The new approach, called ion concentration polarization, is described in a paper by Postdoctoral Associate Sung Jae Kim and Associate Professor Jongyoon Han, both in MIT’s Department of Electrical Engineering and Computer Science, and colleagues in Korea. The paper was published on March 21 in the journal Nature Nanotechnology.

One of the leading desalination methods, called reverse osmosis, uses membranes that filter out the salt, but these require strong pumps to maintain the high pressure needed to push the water through the membrane, and are subject to fouling and blockage of the pores in the membrane by salt and contaminants. The new system separates salts and microbes from the water by electrostatically repelling them away from the ion-selective membrane in the system — so the flowing water never needs to pass through a membrane. That should eliminate the need for high pressure and the problems of fouling, the researchers say.
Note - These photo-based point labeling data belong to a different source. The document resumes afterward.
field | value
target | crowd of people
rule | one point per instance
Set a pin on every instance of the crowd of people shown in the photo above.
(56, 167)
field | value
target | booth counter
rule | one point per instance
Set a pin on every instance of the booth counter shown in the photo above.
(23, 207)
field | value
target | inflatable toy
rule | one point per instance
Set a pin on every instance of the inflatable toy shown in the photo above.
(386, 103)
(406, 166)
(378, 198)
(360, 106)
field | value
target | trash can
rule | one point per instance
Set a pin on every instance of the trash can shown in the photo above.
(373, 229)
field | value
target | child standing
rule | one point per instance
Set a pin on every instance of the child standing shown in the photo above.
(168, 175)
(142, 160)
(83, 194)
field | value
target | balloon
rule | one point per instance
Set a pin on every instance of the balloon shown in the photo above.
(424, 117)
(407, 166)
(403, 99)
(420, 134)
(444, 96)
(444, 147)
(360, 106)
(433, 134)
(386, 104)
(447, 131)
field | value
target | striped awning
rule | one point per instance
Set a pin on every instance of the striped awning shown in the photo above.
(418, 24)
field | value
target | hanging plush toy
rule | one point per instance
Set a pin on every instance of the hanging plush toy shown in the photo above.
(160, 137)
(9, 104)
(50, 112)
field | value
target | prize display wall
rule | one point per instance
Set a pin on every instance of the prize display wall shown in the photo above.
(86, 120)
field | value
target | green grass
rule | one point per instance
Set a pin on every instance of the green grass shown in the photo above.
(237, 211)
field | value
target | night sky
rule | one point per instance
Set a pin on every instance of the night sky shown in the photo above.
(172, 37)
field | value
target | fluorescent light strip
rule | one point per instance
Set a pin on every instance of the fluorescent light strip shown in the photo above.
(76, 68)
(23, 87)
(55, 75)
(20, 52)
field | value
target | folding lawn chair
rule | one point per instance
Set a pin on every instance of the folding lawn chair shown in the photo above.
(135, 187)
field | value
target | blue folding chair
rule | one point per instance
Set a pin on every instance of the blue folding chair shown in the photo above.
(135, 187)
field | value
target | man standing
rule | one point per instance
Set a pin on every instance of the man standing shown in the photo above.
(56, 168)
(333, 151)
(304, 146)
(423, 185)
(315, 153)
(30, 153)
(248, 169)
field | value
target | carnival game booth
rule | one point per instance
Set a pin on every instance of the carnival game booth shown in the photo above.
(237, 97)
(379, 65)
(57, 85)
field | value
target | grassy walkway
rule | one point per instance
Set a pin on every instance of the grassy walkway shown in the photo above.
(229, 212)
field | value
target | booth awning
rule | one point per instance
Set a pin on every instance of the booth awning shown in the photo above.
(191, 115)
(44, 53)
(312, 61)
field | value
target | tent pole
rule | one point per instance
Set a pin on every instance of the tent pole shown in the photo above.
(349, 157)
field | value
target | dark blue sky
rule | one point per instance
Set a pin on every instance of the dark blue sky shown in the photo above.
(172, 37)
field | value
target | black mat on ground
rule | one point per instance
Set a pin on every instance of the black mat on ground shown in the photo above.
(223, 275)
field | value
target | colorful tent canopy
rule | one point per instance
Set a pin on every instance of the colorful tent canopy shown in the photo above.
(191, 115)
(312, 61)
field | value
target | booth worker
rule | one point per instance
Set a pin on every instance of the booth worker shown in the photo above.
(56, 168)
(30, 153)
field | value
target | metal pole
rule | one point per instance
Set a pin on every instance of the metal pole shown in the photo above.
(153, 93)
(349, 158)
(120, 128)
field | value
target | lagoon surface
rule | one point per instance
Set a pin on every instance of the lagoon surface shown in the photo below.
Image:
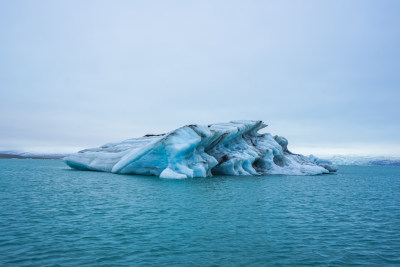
(53, 215)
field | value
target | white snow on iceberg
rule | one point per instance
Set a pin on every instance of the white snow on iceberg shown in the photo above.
(234, 148)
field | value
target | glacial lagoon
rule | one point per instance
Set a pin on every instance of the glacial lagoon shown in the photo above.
(53, 215)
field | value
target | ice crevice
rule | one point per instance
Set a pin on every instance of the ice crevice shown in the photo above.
(233, 148)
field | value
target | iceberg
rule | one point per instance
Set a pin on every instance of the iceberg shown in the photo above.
(233, 148)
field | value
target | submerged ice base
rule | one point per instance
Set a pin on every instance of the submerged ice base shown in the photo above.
(234, 148)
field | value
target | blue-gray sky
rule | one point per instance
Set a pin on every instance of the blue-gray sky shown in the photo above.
(324, 74)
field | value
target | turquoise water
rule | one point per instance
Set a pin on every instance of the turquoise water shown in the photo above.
(52, 215)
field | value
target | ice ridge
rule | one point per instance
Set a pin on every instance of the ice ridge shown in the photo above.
(234, 148)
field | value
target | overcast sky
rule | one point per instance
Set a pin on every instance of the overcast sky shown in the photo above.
(77, 74)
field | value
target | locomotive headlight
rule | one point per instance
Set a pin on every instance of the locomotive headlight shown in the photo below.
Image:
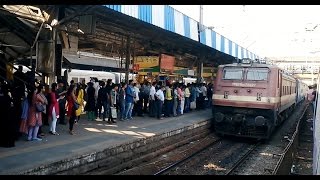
(259, 121)
(219, 117)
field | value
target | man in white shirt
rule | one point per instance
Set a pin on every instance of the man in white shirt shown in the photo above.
(159, 96)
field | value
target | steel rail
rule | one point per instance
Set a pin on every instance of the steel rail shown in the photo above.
(186, 158)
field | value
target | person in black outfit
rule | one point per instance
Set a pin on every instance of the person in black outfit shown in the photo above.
(7, 125)
(103, 100)
(60, 94)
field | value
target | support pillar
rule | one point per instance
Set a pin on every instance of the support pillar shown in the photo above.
(127, 60)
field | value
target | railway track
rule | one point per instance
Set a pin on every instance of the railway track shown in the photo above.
(168, 168)
(229, 171)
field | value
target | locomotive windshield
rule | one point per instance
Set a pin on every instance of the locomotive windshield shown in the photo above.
(233, 73)
(257, 74)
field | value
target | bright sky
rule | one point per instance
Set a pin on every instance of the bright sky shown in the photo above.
(266, 30)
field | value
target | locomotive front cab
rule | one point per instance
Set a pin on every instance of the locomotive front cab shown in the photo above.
(243, 102)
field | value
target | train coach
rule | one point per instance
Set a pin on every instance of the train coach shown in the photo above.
(251, 99)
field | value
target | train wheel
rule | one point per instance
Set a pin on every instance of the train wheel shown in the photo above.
(219, 134)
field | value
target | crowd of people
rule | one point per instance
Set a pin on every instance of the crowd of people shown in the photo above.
(28, 106)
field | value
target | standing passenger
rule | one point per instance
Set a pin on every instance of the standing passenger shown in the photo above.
(129, 100)
(90, 106)
(35, 117)
(53, 112)
(159, 101)
(122, 99)
(79, 96)
(71, 99)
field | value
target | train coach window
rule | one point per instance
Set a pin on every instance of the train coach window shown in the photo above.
(257, 74)
(75, 80)
(232, 73)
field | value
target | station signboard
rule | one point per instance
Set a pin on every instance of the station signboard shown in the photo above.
(167, 63)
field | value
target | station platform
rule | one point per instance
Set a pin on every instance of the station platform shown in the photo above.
(92, 139)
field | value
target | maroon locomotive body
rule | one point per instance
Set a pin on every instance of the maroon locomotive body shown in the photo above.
(251, 99)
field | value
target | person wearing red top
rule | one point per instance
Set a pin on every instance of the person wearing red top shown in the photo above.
(53, 109)
(71, 99)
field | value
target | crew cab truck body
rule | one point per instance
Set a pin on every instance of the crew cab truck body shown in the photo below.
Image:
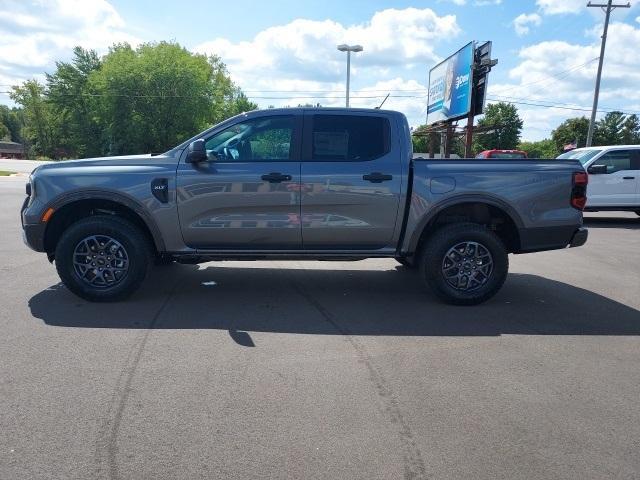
(614, 176)
(328, 184)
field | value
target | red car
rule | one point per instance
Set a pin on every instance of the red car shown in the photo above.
(502, 154)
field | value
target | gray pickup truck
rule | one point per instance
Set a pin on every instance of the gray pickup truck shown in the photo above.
(322, 184)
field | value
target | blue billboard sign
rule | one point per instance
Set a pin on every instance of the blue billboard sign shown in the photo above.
(450, 84)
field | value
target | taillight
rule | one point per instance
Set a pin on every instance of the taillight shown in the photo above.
(579, 190)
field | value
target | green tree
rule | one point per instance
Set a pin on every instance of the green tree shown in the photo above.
(154, 97)
(422, 142)
(631, 130)
(569, 131)
(504, 116)
(71, 101)
(39, 132)
(5, 134)
(608, 130)
(12, 119)
(541, 149)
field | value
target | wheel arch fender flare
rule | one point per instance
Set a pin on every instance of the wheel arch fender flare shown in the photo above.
(126, 201)
(439, 207)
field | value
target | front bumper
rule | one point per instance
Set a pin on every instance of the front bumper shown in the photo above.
(579, 237)
(32, 234)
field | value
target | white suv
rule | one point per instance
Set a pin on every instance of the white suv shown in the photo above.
(614, 176)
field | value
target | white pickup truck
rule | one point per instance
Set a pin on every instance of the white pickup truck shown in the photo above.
(614, 177)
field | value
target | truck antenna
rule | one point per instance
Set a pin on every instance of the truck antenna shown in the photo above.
(385, 99)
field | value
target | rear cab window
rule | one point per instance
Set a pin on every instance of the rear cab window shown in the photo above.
(619, 160)
(348, 138)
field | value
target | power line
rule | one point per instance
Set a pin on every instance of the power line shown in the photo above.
(569, 70)
(579, 109)
(608, 8)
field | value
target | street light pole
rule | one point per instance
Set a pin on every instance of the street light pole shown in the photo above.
(607, 8)
(349, 49)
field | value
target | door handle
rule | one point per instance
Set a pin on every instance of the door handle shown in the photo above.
(276, 177)
(377, 177)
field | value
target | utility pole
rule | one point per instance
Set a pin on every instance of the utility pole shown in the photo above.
(607, 9)
(349, 49)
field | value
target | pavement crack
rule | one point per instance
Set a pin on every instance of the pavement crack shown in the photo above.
(414, 466)
(107, 441)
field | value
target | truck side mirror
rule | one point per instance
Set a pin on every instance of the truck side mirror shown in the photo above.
(597, 169)
(196, 152)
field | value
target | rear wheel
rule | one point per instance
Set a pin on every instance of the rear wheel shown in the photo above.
(464, 264)
(406, 262)
(103, 258)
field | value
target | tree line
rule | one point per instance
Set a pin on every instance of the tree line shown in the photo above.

The system works at a microscopic scale, using fabrication methods developed for microfluidics devices — similar to the manufacture of microchips, but using materials such as silicone (synthetic rubber). Each individual device would only process minute amounts of water, but a large number of them — the researchers envision an array with 1,600 units fabricated on an 8-inch-diameter wafer — could produce about 15 liters of water per hour, enough to provide drinking water for several people. The whole unit could be self-contained and driven by gravity — salt water would be poured in at the top, and fresh water and concentrated brine collected from two outlets at the bottom."